The death of the Châtelaine – a beautiful scene. All we see of the young woman’s body is the motionless hand, almost touching the floor, with one finger extended, pointing down – as if directing our attention – at the beads of blood on the flagstones, from which the camera then departs, to observe a basket of oranges and an ivory-handled knife in a pewter bowl, in sunlight, and particles of dust drifting across the window. Relishing every surface, the camera roams the room that had held the lovers. Sunlight rakes the walls, showing the grain of the stone; it soaks the flesh of a blood-red rose; it makes the rust glow on the blade of a sword. When the servant enters the chamber, we are at a remove from the tower, so the woman’s cry comes to us quietly, more quietly than the birdsong in the garden and the footfalls on the gravel path.

Antoine Vermeiren, discussing La Châtelaine, tells us of his distaste for ‘American film sex’. He hates ‘all that pounding, all that grasping’. It is like the mating of cave people, he says. When we grasp something, we try to take possession of it. La Châtelaine is a ‘celebration of the caress’, he would have us believe. When we caress a body, we do not attempt to conquer it, he states.

In today’s paper, an interesting article: neuroscientists propose that the human brain is wired to administer doses of dopamine when we are in pursuit of a goal, rather than when we attain it. Discontent is rewarded, in other words. The evolutionary advantage is clear: happy Ugg, loafing with the wife and kids around the fire in the family cave, loses out to the never satisfied Agg, who is out in the woods, working on a new and better spear. As my sister knows, the customer must never be allowed to feel that enough is enough. And what lessons for the lover?

Last night: sitting on the harbour wall, thinking of nothing. The rich perfume of the sea.
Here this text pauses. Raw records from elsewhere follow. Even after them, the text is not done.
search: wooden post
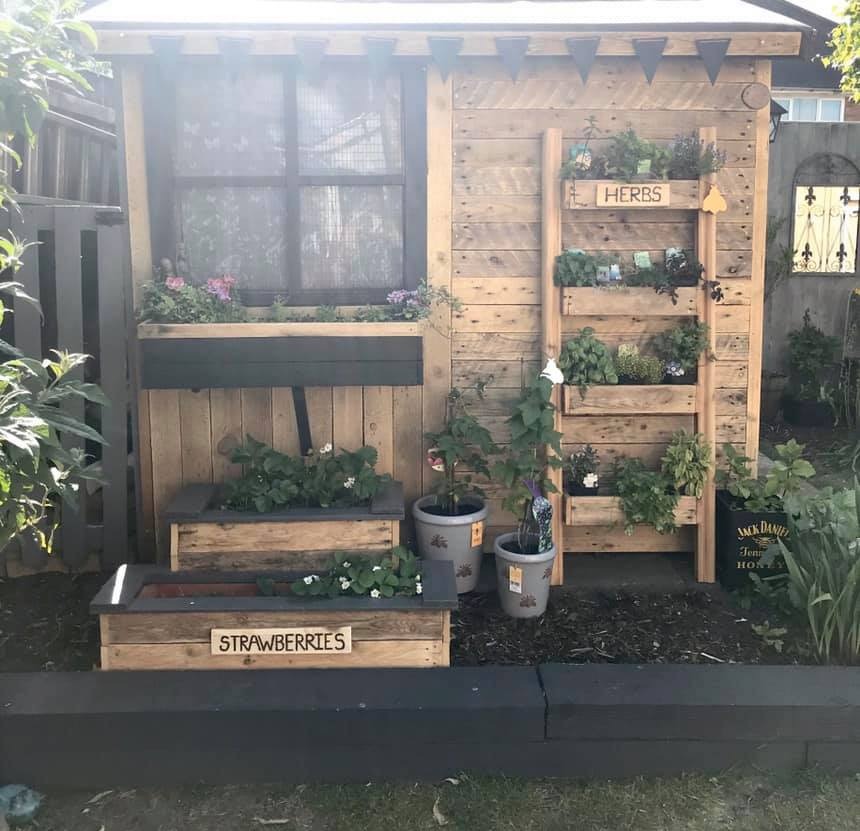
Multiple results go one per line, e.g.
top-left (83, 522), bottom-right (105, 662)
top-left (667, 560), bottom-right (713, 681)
top-left (696, 127), bottom-right (717, 583)
top-left (541, 127), bottom-right (564, 586)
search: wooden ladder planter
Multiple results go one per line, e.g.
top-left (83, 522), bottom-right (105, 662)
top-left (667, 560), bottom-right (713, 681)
top-left (166, 482), bottom-right (405, 571)
top-left (90, 552), bottom-right (457, 670)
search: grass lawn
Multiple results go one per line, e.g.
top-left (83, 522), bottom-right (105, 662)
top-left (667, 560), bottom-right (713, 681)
top-left (31, 772), bottom-right (860, 831)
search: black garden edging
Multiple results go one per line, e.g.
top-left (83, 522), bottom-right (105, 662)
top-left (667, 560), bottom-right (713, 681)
top-left (0, 665), bottom-right (860, 787)
top-left (140, 335), bottom-right (424, 389)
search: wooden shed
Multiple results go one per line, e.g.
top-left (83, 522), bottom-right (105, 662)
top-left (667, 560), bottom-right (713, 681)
top-left (87, 0), bottom-right (804, 582)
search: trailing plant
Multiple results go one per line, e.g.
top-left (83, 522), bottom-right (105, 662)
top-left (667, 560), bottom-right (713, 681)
top-left (615, 344), bottom-right (663, 384)
top-left (717, 439), bottom-right (815, 512)
top-left (613, 456), bottom-right (678, 535)
top-left (424, 381), bottom-right (498, 516)
top-left (662, 430), bottom-right (711, 499)
top-left (558, 326), bottom-right (618, 397)
top-left (138, 259), bottom-right (247, 323)
top-left (492, 360), bottom-right (564, 553)
top-left (224, 435), bottom-right (391, 513)
top-left (288, 545), bottom-right (424, 600)
top-left (668, 131), bottom-right (726, 179)
top-left (654, 321), bottom-right (711, 375)
top-left (788, 309), bottom-right (839, 400)
top-left (566, 444), bottom-right (600, 488)
top-left (765, 478), bottom-right (860, 664)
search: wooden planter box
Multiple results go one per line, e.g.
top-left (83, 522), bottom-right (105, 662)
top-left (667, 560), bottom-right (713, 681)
top-left (564, 495), bottom-right (699, 525)
top-left (137, 321), bottom-right (424, 389)
top-left (166, 482), bottom-right (405, 571)
top-left (561, 286), bottom-right (699, 318)
top-left (561, 179), bottom-right (701, 211)
top-left (90, 552), bottom-right (457, 670)
top-left (562, 384), bottom-right (696, 416)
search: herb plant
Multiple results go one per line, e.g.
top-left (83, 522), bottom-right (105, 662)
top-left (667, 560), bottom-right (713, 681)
top-left (558, 326), bottom-right (618, 397)
top-left (424, 382), bottom-right (497, 516)
top-left (788, 309), bottom-right (839, 400)
top-left (224, 436), bottom-right (391, 513)
top-left (615, 344), bottom-right (663, 384)
top-left (290, 545), bottom-right (424, 599)
top-left (613, 457), bottom-right (678, 534)
top-left (662, 430), bottom-right (711, 499)
top-left (717, 439), bottom-right (815, 512)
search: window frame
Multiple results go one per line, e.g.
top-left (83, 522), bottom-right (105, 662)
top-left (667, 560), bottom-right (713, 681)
top-left (149, 57), bottom-right (427, 306)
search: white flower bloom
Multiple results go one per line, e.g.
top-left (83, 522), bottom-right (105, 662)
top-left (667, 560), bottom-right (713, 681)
top-left (540, 358), bottom-right (564, 386)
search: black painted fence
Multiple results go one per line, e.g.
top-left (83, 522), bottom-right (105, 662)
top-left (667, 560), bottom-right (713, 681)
top-left (0, 665), bottom-right (860, 787)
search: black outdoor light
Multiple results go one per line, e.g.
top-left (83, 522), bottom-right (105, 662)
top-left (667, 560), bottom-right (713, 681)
top-left (770, 98), bottom-right (788, 144)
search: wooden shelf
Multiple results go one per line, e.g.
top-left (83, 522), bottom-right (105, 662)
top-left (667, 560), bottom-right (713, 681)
top-left (561, 179), bottom-right (701, 211)
top-left (564, 495), bottom-right (699, 525)
top-left (562, 384), bottom-right (696, 416)
top-left (561, 286), bottom-right (699, 317)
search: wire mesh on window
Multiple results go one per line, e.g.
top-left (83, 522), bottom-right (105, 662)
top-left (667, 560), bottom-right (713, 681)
top-left (794, 185), bottom-right (860, 274)
top-left (177, 188), bottom-right (286, 291)
top-left (175, 69), bottom-right (286, 176)
top-left (301, 185), bottom-right (403, 291)
top-left (297, 72), bottom-right (402, 175)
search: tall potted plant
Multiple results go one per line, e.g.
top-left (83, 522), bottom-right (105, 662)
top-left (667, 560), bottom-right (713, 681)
top-left (412, 382), bottom-right (496, 594)
top-left (493, 360), bottom-right (564, 618)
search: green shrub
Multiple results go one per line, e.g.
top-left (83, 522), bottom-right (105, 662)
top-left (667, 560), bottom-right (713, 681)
top-left (558, 326), bottom-right (618, 397)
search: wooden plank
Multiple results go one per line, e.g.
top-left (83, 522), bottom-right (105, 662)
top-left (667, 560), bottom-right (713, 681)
top-left (564, 496), bottom-right (699, 526)
top-left (746, 61), bottom-right (771, 471)
top-left (179, 519), bottom-right (391, 555)
top-left (209, 389), bottom-right (245, 482)
top-left (101, 638), bottom-right (443, 670)
top-left (101, 610), bottom-right (443, 646)
top-left (272, 387), bottom-right (302, 456)
top-left (424, 67), bottom-right (456, 498)
top-left (332, 387), bottom-right (364, 450)
top-left (454, 108), bottom-right (754, 141)
top-left (305, 387), bottom-right (334, 449)
top-left (564, 525), bottom-right (696, 554)
top-left (149, 390), bottom-right (182, 560)
top-left (177, 390), bottom-right (212, 485)
top-left (364, 387), bottom-right (394, 474)
top-left (561, 287), bottom-right (700, 317)
top-left (564, 384), bottom-right (696, 416)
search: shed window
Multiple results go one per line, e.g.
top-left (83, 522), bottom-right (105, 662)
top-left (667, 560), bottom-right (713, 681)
top-left (162, 62), bottom-right (425, 305)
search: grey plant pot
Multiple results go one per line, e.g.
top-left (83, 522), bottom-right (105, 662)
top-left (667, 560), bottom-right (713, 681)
top-left (412, 496), bottom-right (487, 594)
top-left (493, 531), bottom-right (555, 618)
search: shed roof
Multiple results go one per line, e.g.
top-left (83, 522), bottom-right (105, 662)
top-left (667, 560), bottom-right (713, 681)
top-left (84, 0), bottom-right (808, 31)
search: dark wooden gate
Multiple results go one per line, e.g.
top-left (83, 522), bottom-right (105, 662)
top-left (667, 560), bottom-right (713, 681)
top-left (0, 205), bottom-right (133, 576)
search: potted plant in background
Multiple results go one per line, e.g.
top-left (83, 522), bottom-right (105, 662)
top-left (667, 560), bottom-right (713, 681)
top-left (566, 444), bottom-right (600, 496)
top-left (493, 360), bottom-right (564, 618)
top-left (717, 446), bottom-right (815, 588)
top-left (412, 382), bottom-right (496, 594)
top-left (782, 309), bottom-right (839, 427)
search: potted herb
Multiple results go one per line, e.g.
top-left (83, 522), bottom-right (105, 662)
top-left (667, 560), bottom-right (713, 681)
top-left (565, 444), bottom-right (600, 496)
top-left (558, 326), bottom-right (618, 398)
top-left (782, 309), bottom-right (839, 427)
top-left (412, 382), bottom-right (496, 594)
top-left (654, 321), bottom-right (710, 384)
top-left (493, 360), bottom-right (564, 618)
top-left (717, 439), bottom-right (815, 588)
top-left (615, 343), bottom-right (663, 385)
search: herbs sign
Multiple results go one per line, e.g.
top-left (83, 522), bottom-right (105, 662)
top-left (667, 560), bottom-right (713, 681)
top-left (211, 626), bottom-right (352, 655)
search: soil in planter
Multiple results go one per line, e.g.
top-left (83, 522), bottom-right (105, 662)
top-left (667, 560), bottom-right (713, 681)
top-left (451, 589), bottom-right (813, 666)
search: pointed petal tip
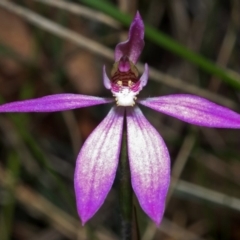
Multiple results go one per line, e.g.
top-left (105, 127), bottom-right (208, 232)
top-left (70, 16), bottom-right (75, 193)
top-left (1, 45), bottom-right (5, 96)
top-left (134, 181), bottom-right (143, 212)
top-left (115, 11), bottom-right (144, 64)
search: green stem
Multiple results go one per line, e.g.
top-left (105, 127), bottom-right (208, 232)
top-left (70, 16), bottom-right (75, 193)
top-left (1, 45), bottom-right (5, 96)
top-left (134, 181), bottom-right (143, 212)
top-left (119, 122), bottom-right (133, 240)
top-left (79, 0), bottom-right (240, 89)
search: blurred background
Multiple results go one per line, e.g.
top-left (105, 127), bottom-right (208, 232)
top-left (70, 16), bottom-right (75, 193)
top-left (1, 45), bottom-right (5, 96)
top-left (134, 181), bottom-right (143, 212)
top-left (0, 0), bottom-right (240, 240)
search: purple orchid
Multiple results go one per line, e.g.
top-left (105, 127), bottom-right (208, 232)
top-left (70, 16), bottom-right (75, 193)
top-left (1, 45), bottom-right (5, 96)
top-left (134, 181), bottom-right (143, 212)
top-left (0, 13), bottom-right (240, 225)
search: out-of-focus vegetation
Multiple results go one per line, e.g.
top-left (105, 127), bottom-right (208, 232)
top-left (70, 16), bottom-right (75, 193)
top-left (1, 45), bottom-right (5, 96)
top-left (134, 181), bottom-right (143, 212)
top-left (0, 0), bottom-right (240, 240)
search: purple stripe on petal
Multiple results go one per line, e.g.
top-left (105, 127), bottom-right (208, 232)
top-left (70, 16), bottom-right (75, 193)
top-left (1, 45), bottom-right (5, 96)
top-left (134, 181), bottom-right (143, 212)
top-left (127, 108), bottom-right (170, 225)
top-left (74, 107), bottom-right (124, 224)
top-left (115, 12), bottom-right (144, 64)
top-left (0, 94), bottom-right (113, 112)
top-left (139, 94), bottom-right (240, 128)
top-left (103, 66), bottom-right (111, 89)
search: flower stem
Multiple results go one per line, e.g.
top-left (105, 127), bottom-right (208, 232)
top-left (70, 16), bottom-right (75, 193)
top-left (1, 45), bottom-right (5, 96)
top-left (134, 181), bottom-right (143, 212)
top-left (119, 119), bottom-right (133, 240)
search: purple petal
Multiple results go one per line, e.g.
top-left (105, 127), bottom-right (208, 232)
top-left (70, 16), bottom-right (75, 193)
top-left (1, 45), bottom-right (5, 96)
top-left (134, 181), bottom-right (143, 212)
top-left (74, 107), bottom-right (124, 224)
top-left (127, 108), bottom-right (170, 225)
top-left (0, 94), bottom-right (113, 112)
top-left (139, 94), bottom-right (240, 128)
top-left (140, 63), bottom-right (149, 88)
top-left (115, 12), bottom-right (144, 64)
top-left (103, 66), bottom-right (111, 89)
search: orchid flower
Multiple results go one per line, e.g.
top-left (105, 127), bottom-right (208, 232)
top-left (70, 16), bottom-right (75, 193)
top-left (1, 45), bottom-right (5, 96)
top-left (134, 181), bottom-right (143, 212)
top-left (0, 13), bottom-right (240, 225)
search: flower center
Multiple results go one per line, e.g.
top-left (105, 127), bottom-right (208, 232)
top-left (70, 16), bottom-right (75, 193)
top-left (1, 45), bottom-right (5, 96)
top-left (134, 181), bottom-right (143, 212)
top-left (111, 56), bottom-right (140, 106)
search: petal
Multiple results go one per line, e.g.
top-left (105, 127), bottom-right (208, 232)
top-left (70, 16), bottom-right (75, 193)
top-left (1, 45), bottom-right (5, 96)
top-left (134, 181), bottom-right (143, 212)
top-left (139, 94), bottom-right (240, 128)
top-left (140, 63), bottom-right (149, 89)
top-left (115, 12), bottom-right (144, 64)
top-left (103, 66), bottom-right (111, 89)
top-left (127, 108), bottom-right (170, 225)
top-left (0, 94), bottom-right (112, 112)
top-left (74, 107), bottom-right (124, 224)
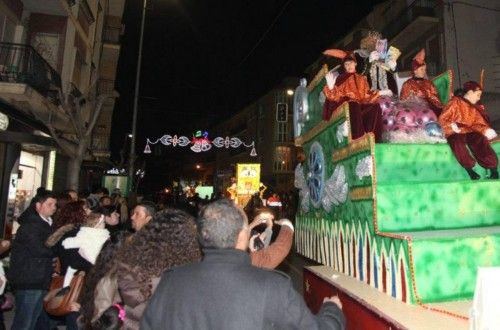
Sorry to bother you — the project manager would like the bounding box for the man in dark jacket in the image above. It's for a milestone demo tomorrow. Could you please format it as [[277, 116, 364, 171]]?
[[8, 191, 57, 329], [141, 200, 345, 330]]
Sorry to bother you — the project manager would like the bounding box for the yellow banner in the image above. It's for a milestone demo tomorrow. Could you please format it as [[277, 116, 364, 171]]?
[[236, 164, 260, 195]]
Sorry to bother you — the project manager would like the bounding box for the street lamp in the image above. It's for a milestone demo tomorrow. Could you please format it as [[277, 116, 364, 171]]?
[[128, 0, 147, 193]]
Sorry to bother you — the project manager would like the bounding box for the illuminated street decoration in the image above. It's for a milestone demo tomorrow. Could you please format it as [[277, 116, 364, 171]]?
[[144, 131, 257, 157]]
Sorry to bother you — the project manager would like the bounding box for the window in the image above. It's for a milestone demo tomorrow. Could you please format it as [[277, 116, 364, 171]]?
[[276, 123, 288, 142], [274, 146, 292, 172]]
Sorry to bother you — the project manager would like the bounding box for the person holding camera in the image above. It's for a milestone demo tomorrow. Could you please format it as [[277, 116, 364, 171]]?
[[140, 199, 345, 330], [249, 209, 294, 269]]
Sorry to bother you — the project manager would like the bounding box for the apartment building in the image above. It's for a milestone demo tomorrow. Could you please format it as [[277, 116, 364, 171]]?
[[0, 0, 125, 237]]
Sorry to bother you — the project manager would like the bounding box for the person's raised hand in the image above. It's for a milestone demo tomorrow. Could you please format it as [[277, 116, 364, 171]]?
[[323, 296, 342, 309]]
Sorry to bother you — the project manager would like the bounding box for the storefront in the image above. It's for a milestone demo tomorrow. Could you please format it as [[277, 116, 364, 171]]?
[[0, 100, 57, 237]]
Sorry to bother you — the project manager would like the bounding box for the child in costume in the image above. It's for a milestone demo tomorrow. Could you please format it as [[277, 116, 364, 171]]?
[[400, 49, 443, 116], [439, 81, 498, 180], [323, 49, 392, 142]]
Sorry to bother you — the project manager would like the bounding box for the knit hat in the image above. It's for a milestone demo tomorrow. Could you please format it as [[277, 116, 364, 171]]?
[[463, 80, 483, 93]]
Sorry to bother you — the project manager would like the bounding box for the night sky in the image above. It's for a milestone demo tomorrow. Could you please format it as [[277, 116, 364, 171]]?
[[111, 0, 382, 182]]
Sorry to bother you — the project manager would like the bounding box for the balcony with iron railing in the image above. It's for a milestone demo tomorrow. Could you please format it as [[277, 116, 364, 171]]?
[[102, 25, 122, 45], [0, 42, 61, 98], [0, 42, 68, 130], [382, 0, 440, 50], [97, 79, 115, 95]]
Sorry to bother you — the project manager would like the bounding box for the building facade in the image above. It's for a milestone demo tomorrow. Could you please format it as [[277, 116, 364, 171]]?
[[0, 0, 125, 237], [211, 78, 298, 196]]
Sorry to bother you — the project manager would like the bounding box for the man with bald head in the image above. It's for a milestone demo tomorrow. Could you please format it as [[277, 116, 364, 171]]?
[[141, 199, 345, 330]]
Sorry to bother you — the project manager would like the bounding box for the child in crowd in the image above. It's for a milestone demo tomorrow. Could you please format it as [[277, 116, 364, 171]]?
[[92, 304, 126, 330]]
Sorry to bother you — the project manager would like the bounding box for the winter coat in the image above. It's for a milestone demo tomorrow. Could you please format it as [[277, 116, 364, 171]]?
[[7, 211, 54, 290], [62, 227, 109, 264], [46, 224, 92, 275], [141, 249, 345, 330], [117, 263, 160, 330]]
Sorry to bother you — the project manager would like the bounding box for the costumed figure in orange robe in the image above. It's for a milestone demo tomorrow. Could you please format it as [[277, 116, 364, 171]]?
[[399, 49, 443, 116], [439, 81, 498, 180], [323, 49, 392, 142]]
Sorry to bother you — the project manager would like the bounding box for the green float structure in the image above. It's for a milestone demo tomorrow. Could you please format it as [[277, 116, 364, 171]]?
[[296, 69, 500, 305]]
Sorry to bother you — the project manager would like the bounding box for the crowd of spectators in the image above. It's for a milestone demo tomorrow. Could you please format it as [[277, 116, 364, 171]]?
[[0, 188, 345, 329]]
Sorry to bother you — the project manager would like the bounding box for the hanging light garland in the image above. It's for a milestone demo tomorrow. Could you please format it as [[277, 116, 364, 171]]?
[[144, 131, 257, 157]]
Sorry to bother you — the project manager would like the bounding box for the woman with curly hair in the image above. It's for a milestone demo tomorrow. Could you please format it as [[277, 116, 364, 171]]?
[[45, 201, 92, 330], [79, 232, 131, 329], [116, 209, 201, 329]]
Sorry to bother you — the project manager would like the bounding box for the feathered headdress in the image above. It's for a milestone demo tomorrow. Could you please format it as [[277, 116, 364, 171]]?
[[323, 49, 357, 63]]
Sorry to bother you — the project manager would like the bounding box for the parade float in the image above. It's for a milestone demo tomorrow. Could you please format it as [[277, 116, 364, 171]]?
[[294, 65, 500, 329]]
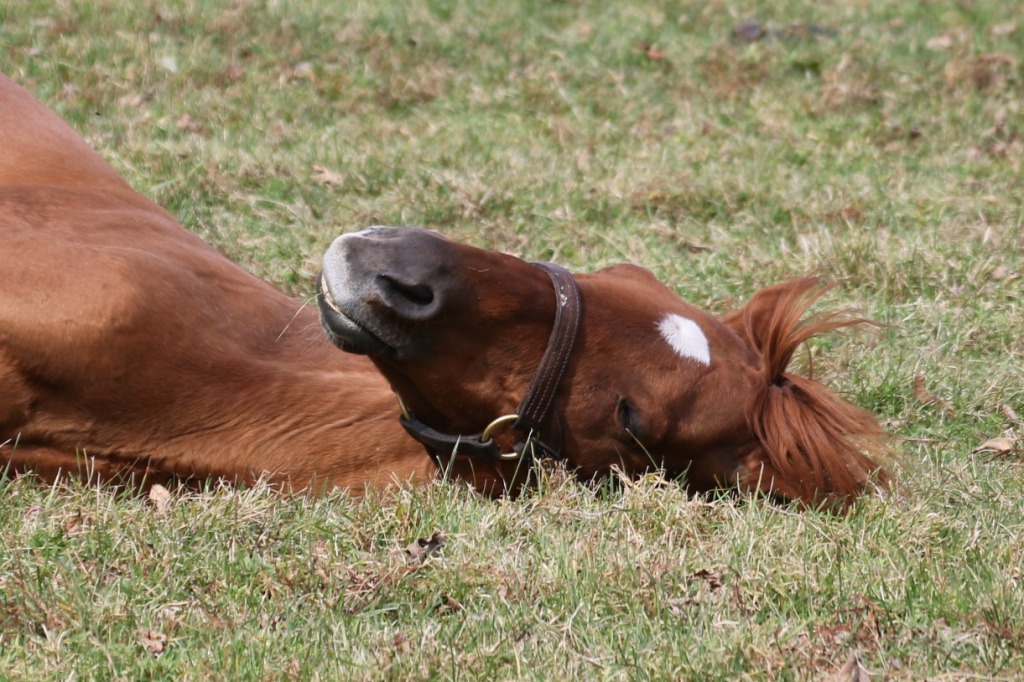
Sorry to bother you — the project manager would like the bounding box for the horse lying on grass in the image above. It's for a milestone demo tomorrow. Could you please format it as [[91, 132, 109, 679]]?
[[0, 71, 886, 504]]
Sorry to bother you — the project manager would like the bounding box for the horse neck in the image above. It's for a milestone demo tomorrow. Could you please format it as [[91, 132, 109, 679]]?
[[124, 273, 432, 488]]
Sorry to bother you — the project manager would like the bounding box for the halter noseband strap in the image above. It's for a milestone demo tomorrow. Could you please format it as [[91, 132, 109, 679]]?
[[400, 263, 583, 462]]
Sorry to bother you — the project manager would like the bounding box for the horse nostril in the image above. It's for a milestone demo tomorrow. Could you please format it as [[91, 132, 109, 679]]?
[[377, 274, 434, 306]]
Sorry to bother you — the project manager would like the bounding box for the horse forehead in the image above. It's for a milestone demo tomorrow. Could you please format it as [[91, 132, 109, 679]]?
[[654, 312, 711, 367]]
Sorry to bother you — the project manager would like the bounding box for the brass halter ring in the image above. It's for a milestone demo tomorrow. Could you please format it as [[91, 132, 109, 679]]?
[[480, 415, 521, 460]]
A black sky of remarkable clarity; uncountable stars. Contentment; pleasure in the happiness of William and Jenna. Then a memory of walking with Imogen, to the farthest part of the garden, out of the light that came from the house. Her breathing was effortful. At the fence we stood arm in arm, facing the hills. I put my coat around her, but still she shivered. The sky was cloudless; we looked at the stars. I remember some of her words: ‘tiny cold points of light’ that we saw were ‘unimaginable fires’ in reality. With mock portentousness she pointed to the sky and proclaimed: ‘Our ancestors. Our destination.’ Entering the house, she said: ‘I really was having a Zen moment back there. If I had an Off switch, I would have happily used it.’

The top table: Jenna and William; the bride’s parents; Jenna’s best friend, Katie; and myself. Most of the father’s speech is devoted to Jenna’s qualities as a daughter and as a mother; William is praised as an incomer who is putting down roots – a young man who went so far as to try his hand on the boats. Light-hearted and affectionate reference is made to William’s ill-starred maritime career. ‘But that’s commitment for you,’ the father-in-law pronounces. ‘Commitment’ is the key motif.

The trawler anecdote has been used up; improvisation is therefore necessary. All jokes are jettisoned. Having known William for some time, I can vouch for his determination. But the idea of destiny is what I want to talk about: William’s feeling, within days of arrival, that he had at last found the place where he was meant to be; and the powerful sense, on first sight of Jenna, that they would meet; and the certainty, on talking to her, that this was his soulmate. I quote from our conversations, embellishing only a little. And I talk about his love of Tilly. No laughs, but here and there a tissue is applied to an eye.